Como lugares públicos de alta densidad de personas, los pabellones deportivos requieren un diseño crucial del sistema de suelo en materia de seguridad de emergencia. En desastres repentinos como incendios y terremotos, el rendimiento del suelo afecta directamente la eficiencia y la seguridad de la evacuación de personas.

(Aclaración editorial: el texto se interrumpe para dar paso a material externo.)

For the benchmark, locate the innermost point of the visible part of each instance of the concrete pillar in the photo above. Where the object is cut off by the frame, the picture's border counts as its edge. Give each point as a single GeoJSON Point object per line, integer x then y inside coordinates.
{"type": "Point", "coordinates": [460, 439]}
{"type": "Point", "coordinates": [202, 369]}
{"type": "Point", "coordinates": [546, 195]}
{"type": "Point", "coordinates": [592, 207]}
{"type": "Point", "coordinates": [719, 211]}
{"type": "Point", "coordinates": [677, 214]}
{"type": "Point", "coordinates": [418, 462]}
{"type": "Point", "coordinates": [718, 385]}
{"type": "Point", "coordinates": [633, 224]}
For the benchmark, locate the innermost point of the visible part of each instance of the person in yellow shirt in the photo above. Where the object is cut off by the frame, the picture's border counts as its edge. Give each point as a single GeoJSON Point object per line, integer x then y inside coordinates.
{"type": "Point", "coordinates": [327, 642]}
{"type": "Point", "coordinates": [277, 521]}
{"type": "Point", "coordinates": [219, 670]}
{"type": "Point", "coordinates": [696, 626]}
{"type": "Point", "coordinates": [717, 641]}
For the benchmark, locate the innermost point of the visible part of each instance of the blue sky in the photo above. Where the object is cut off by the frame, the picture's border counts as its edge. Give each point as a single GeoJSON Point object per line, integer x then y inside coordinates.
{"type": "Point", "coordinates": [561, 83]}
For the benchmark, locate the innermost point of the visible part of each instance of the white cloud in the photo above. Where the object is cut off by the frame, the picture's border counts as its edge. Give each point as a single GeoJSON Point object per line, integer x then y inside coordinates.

La resistencia al fuego es el requisito de seguridad más básico de los suelos deportivos. Los suelos deportivos de PVC poseen de por sí propiedades de autoextinción, apagándose automáticamente al retirarse la fuente de ignición sin continuar ardiendo. Sin embargo, el sistema de suelo es un conjunto que incluye el subsuelo, los largueros, las capas de amortiguación y otros componentes, cada uno de los cuales debe cumplir con los correspondientes requisitos de clasificación de resistencia al fuego. Las normas internacionales para pabellones deportivos exigen que el sistema de suelo deportivo alcance el estándar de difícil combustión de clase B1, es decir, baja velocidad de propagación de la llama, baja generación de humo y ausencia de emisión de gases tóxicos.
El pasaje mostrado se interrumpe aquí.